No that was the total cost. This year its 45 euros if you buy from acm

http://www.formula1monaco.com/page-tarifs-gp.aspx

Theres an acrobat booklet thing if you page through the main f1 pages the historique is behind. K1-k5 is one of the better spots to see it from.

Goodwood festival at £236 is just ridiculous


----------



## Stanner (Aug 17, 2006)

I can't see any price near that for one day, let alone the whole weekend.

Unnumbered standing places at Av JF Kennedy are €40 just for Thursday.

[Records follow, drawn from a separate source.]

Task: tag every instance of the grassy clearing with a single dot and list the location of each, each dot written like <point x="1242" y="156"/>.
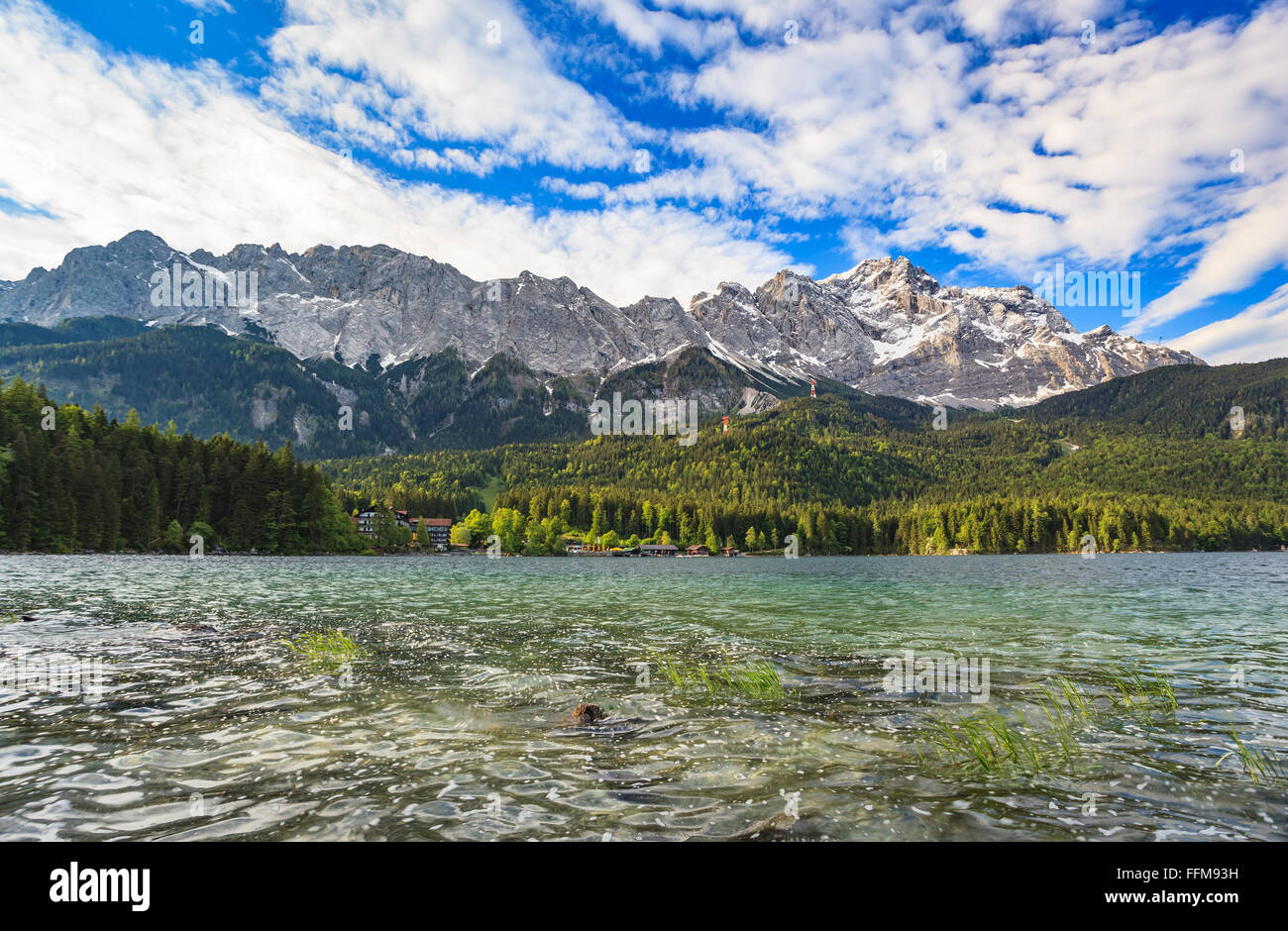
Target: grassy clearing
<point x="752" y="677"/>
<point x="326" y="648"/>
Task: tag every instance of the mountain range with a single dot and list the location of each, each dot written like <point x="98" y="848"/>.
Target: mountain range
<point x="884" y="327"/>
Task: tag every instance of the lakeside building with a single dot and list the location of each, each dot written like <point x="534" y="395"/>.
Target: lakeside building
<point x="436" y="532"/>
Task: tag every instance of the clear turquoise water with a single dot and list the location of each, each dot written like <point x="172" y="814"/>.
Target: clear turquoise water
<point x="451" y="726"/>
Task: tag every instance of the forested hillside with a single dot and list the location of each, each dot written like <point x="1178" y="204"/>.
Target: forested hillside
<point x="846" y="479"/>
<point x="73" y="479"/>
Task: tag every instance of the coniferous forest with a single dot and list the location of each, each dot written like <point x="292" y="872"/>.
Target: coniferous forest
<point x="1147" y="463"/>
<point x="72" y="479"/>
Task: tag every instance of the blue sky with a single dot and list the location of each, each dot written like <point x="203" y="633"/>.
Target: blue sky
<point x="664" y="146"/>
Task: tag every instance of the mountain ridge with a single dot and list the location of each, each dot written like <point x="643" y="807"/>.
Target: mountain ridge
<point x="883" y="327"/>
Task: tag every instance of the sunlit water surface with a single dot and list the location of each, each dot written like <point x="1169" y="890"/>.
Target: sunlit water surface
<point x="452" y="726"/>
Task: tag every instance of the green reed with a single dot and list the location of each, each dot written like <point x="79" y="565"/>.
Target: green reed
<point x="326" y="648"/>
<point x="752" y="677"/>
<point x="1260" y="764"/>
<point x="991" y="743"/>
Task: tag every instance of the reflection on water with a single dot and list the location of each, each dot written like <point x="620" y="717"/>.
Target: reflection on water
<point x="455" y="723"/>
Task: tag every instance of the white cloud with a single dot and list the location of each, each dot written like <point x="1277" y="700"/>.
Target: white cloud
<point x="1253" y="335"/>
<point x="408" y="72"/>
<point x="854" y="124"/>
<point x="102" y="143"/>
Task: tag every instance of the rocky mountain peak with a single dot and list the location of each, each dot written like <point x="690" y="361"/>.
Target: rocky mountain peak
<point x="887" y="326"/>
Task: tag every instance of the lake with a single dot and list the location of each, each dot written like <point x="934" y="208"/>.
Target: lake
<point x="156" y="697"/>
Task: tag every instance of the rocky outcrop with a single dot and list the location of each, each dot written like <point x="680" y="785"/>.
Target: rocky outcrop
<point x="885" y="326"/>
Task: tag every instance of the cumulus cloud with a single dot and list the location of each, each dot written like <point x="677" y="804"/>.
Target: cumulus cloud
<point x="1090" y="146"/>
<point x="99" y="143"/>
<point x="1004" y="130"/>
<point x="1254" y="335"/>
<point x="465" y="71"/>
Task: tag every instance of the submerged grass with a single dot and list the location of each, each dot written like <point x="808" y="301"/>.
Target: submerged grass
<point x="326" y="648"/>
<point x="991" y="743"/>
<point x="752" y="677"/>
<point x="1258" y="764"/>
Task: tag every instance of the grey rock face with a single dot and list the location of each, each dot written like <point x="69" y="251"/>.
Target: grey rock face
<point x="885" y="327"/>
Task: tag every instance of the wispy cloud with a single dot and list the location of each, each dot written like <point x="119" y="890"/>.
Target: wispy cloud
<point x="102" y="143"/>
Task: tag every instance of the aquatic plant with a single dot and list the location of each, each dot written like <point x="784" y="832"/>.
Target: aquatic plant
<point x="992" y="743"/>
<point x="329" y="647"/>
<point x="1258" y="764"/>
<point x="1137" y="693"/>
<point x="752" y="677"/>
<point x="988" y="742"/>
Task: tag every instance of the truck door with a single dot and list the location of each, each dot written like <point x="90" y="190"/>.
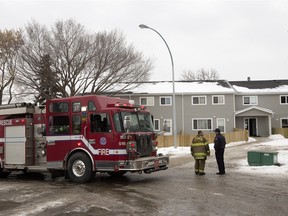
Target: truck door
<point x="58" y="134"/>
<point x="100" y="135"/>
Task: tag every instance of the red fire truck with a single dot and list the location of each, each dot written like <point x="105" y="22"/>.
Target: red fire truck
<point x="79" y="136"/>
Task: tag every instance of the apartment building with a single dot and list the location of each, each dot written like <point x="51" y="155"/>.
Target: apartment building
<point x="257" y="106"/>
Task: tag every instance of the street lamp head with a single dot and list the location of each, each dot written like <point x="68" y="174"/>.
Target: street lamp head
<point x="143" y="26"/>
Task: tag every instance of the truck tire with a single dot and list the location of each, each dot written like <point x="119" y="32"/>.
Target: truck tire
<point x="80" y="168"/>
<point x="117" y="174"/>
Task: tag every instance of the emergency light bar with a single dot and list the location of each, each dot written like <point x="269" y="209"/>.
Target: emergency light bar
<point x="127" y="105"/>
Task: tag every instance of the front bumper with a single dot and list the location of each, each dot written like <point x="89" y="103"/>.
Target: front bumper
<point x="146" y="164"/>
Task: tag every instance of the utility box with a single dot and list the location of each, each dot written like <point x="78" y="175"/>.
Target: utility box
<point x="256" y="158"/>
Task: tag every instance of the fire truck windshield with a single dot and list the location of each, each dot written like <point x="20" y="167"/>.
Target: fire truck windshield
<point x="139" y="121"/>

But I can't see "tabac" listed anywhere.


----------



## metblue (Oct 9, 2006)

*goodwood*

did look at their web site to check out the costs and was horrified to discover that Thursday to Sunday camping plus two days tickets for two adults was almost £600 !!!!
Then I would be approx. another £150 for fuel !!
For that kind of money we have booked DFDS ferry to Calais and 2 weeks onsite near Caen !!
Just have to wait and watch the highlights when it comes on the tv.
Why oh why do we have to accept this Rip Off !!!


----------



## jonegood (Nov 5, 2007)

Stanner said:


> I can't see any price near that for one day, let alone the whole weekend.
> 
> Unnumbered standing places at Av JF Kennedy are €40 just for Thursday.
> 
> But I can't see "tabac" listed anywhere.


You need to click on the image of a leaflet and use the arrows to get to page 13. tabac is 'K tribune'


----------



## jonegood (Nov 5, 2007)

If you fancy not going as far- you can book a weekend ticket for the Le Mans Classic for 53 euros/weekend.

I havent beento this one so dont know the camping arrangements but would venture a guess that you could probably do the whole weekend including getting there for less than Goodwood.

And we re told that eurozone is expensive :lol: :lol:

Jon

fyi its on 4th-6th July 
http://ticket.lemans.org/enceinte-g...juillet-2014-css5-lemans-pg101-ri2088388.html


----------



## Stanner (Aug 17, 2006)

jonegood said:


> Stanner said:
> 
> 
> > I can't see any price near that for one day, let alone the whole weekend.
> ...


Ahh just realised the difference in dates between the GP and the Historic GP I had thought they were both on the same weekend.


----------



## jonegood (Nov 5, 2007)

Stanner said:


> jonegood said:
> 
> 
> > Stanner said:
> ...


Thank goodness for that - I thought Id started on senior moments already!!


----------